New Caney Oaks Apartments evicts Ms. Kelly McClane. Texas eviction suits are heard in justice-of-the-peace courts. They are rare exceptions to the rule that corporations and such like must be represented in courts by lawyers. A landlord organized as a corporation or a limited liability company, etc. may just send an employee or other agent to JP court for an eviction, rather than hiring a lawyer.
The tenant loses by default, then appeals to a Montgomery County Court at Law. After a first setting in front of a visiting judge, the appellate case is reset to the next day. That day, the property manager appears, but neither the tenant nor any counsel for her. The appeal is dismissed because no one was present for the tenant. The tenant said later that she had called the County Court at Law that she would not be able to be present at that latter setting and that someone there said that she would get a notice of the date that the appeal was yet set again to. The tenant got a notice of yet another appearance date, about a month off. On that third setting, the property manager was there, but not McClane nor any lawyer for her. The judge defaulted the appeal in favor of the landlord.
McClane said that she was late because she couldn't find a parking space in or near Montgomery County's courthouse square and just drove around and around as the time ticked away (The courthouse public parking lots are the Baptist Church parking lot to the north northeast, the county parking garage to the west, and lots one and two blocks to the south. In and next to courthouse square are meticulously policed metered spaces.). With the aid of counsel, she files a motion for new trial, an amended motion, and, apparently, a second one-- the second with exhibits and an affidavit. The county court at law overruled it and made a finding that the visiting judge at the first appellate proceeding did not have an order of appointment for that court, that that judge dismissed the appeal, and that a motion for new trial had been granted between the first and second appellate proceedings because of the lack of a judge's appointment in the first proceeding. As to the second one, the county court at law judge ruled that that the appellant had legitimately defaulted.

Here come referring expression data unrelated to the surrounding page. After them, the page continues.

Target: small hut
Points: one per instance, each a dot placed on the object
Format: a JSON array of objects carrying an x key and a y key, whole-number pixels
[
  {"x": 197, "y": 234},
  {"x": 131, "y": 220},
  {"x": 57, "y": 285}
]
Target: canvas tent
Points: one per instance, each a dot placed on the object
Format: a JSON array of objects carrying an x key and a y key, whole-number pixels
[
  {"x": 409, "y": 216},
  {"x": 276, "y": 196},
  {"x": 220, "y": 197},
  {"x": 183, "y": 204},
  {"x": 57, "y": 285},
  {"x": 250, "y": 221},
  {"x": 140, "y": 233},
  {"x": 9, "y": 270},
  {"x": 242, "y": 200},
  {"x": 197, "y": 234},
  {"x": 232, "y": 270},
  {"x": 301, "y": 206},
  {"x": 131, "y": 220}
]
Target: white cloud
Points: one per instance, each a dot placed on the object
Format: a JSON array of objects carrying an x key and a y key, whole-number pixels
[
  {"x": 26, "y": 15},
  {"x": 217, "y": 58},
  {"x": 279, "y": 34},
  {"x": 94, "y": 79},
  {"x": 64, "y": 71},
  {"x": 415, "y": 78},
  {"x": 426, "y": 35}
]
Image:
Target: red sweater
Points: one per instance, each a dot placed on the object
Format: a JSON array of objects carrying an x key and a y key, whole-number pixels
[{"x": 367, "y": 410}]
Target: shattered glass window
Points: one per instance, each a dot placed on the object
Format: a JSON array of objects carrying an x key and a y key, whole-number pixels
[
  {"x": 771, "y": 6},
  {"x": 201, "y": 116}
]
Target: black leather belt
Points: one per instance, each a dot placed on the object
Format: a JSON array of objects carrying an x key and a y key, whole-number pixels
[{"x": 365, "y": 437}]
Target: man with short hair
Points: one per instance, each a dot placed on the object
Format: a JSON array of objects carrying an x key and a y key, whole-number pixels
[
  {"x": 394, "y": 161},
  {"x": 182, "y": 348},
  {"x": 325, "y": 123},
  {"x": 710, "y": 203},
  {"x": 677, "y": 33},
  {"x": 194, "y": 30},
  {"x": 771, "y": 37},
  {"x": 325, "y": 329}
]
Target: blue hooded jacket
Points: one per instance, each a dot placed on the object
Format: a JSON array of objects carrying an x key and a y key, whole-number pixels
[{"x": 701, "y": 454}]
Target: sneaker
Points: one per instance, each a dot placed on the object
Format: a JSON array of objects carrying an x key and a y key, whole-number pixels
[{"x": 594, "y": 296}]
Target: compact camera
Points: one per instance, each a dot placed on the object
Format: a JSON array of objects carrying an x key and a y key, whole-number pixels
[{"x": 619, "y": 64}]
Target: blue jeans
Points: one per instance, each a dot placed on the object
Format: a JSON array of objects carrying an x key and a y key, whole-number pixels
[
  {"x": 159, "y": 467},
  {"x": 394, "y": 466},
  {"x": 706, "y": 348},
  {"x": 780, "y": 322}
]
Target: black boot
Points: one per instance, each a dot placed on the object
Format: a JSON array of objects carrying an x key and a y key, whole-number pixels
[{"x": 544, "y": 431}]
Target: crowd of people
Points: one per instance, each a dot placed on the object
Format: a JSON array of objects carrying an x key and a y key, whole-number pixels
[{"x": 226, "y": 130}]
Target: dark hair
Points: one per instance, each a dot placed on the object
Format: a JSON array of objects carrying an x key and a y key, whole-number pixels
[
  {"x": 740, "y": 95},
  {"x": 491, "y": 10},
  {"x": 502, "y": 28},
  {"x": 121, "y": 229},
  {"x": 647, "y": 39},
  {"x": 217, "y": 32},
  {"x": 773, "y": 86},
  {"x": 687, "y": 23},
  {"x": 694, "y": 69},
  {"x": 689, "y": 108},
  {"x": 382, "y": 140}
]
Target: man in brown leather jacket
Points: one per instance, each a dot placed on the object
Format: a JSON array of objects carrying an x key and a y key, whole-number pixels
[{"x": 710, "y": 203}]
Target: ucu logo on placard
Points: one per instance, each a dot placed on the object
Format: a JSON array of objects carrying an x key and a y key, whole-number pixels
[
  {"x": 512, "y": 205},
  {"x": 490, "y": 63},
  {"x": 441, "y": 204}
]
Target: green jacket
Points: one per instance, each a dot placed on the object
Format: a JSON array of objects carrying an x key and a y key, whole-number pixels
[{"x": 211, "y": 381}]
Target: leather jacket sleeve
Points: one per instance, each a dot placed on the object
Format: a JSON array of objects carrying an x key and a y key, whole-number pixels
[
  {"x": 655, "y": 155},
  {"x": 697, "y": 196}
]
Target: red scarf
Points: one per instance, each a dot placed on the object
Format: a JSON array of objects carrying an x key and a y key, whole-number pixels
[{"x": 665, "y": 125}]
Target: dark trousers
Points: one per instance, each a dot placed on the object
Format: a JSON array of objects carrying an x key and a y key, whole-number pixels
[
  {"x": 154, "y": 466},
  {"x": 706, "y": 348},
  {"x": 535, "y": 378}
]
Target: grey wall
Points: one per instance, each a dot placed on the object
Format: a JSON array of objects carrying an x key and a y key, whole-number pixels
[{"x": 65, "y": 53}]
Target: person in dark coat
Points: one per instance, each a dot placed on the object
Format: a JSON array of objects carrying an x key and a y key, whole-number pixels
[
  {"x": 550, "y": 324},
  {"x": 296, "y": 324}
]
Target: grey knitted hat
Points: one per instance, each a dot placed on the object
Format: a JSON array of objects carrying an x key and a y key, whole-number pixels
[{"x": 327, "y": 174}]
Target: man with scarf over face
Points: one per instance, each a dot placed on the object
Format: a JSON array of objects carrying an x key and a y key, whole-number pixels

McClane appealed to the Court of Appeals at Beaumont. Justice David Gaultney, writing for a panel including Justices Charles Kreger and Hollis Horton, held that the eviction wasn't moot because McClane had put the adequacy of the notice to vacate in issue in her case and the lease had a holdover provision and she had not vacated the apartment. They held that the last county-court-at-law judgment was the final judgment in the case (which affects-- among other things-- court-of-appeals deadlines), because it was the first signed judgment. A first judgment was orally pronounced from the bench, but was never entered in writing. Lastly, they held that none of the exceptions that would allow New Caney Oaks to be represented by a non-lawyer in the county court at law would apply, and, therefore, the case had to be reversed and remanded.
Courts of appeals hate default judgments.
It is also good to find out what my old friend Richard Tomlinson-- a stalwart civil advocate for the poor-- is doing these days; he's apparently a senior counsel for Lone Star Legal Aid in Houston.
McClane v. New Caney Oaks Apartments, ___ S.W.3d ___, No. 09–13–00284 CV (October 31, 2013, Tex. App.--Beaumont,, no pet. h.)